How does a mongo client route to Secondary during downtime?

Hugh_Ferguson · October 19, 2021, 7:54pm

There is one aspect of redundancy I’m having a bit of trouble with. Assuming a 3 server replica set, if the primary goes down, I get it that among the secondaries, one becomes the new primary. But any client probably has a single address for accessing the database. How does the client know to go to the new mongo primary? Do the replica servers reset DNS records or something (if that is even possible) ? Example: replica set contains mongodb-prod, mongodb-psec1, mongodb-psec2; mongodb-prod goes down catastrophically due to hard drive failure, mongodb-psec1 becomes new primary. How do client apps know to contact mongodb-psec1 instead of mongodb-prod? I guess I’m asking what are the mechanics of the failover, or is this something built into the mongo db driver that you’re using for your app (i.e. the app somehow queries what all the servers in the replica set are ahead of time)?
Thanks
-Hugh Ferguson

chris · October 19, 2021, 8:36pm

Hi @Hugh_Ferguson

The first part of connecting to a replicaset is understanding the connection string.

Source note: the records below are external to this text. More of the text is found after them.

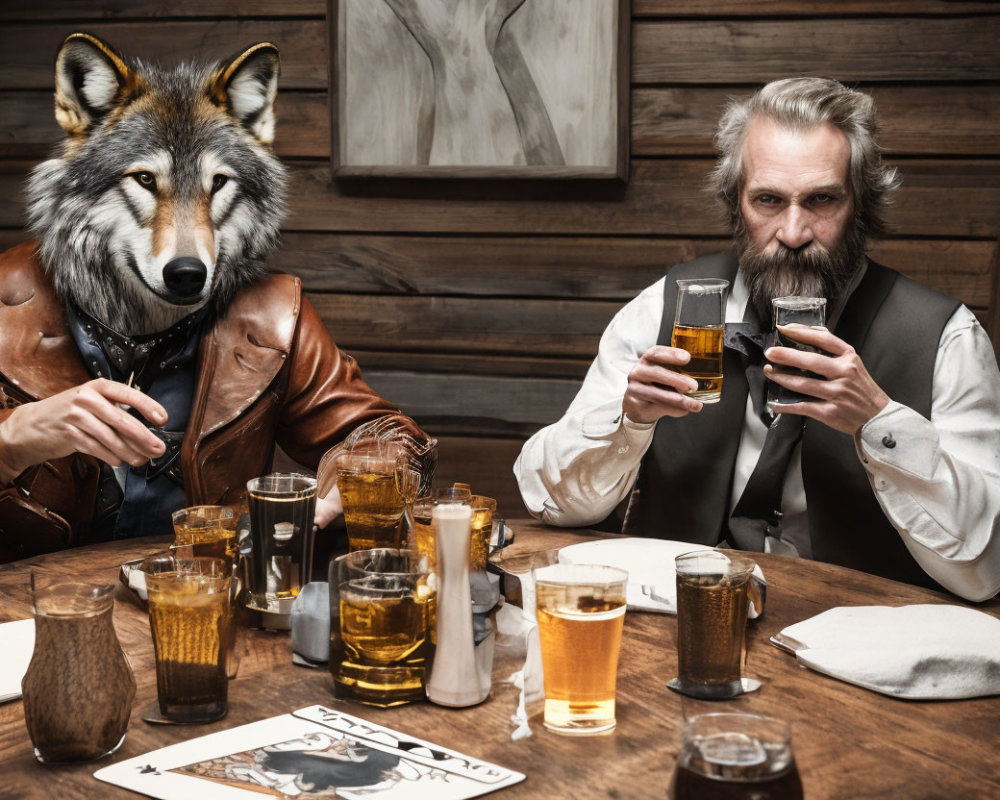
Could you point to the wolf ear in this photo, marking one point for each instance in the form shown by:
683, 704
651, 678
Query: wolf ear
246, 87
91, 79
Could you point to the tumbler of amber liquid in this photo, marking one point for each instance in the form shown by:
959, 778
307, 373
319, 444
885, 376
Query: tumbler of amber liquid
373, 504
483, 509
699, 324
190, 608
209, 530
581, 614
382, 608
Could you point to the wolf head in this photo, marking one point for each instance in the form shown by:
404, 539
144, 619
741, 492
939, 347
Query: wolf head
165, 195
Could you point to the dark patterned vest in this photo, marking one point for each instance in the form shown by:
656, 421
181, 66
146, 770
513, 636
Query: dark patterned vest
684, 486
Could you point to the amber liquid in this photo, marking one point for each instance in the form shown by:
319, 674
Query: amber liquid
705, 366
189, 637
384, 651
581, 638
711, 629
373, 509
208, 542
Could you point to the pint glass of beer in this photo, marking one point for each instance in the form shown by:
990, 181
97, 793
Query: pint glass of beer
382, 606
282, 509
699, 323
581, 613
190, 607
373, 504
712, 609
794, 310
737, 757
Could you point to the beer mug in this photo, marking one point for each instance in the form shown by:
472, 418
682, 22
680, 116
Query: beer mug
793, 310
282, 509
713, 605
699, 324
739, 756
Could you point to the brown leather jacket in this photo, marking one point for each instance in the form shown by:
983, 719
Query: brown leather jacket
267, 373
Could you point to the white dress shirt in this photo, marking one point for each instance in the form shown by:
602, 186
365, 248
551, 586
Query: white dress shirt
939, 487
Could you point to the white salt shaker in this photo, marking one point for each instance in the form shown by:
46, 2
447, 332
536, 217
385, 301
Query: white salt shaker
457, 678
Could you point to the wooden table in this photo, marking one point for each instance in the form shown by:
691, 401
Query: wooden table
849, 742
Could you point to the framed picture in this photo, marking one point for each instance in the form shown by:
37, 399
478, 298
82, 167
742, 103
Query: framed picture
480, 88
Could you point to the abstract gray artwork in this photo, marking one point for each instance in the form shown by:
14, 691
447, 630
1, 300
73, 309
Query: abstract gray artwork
478, 83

What is returned from a mongodb+srv or a classic connection string is a seed list for the driver. The driver will connect to a host in that list and retrieve the topology. The driver will now know the hosts in the replicaset.

How a driver detects/is informed about the topology change I don’t know, perhaps we’ll find out.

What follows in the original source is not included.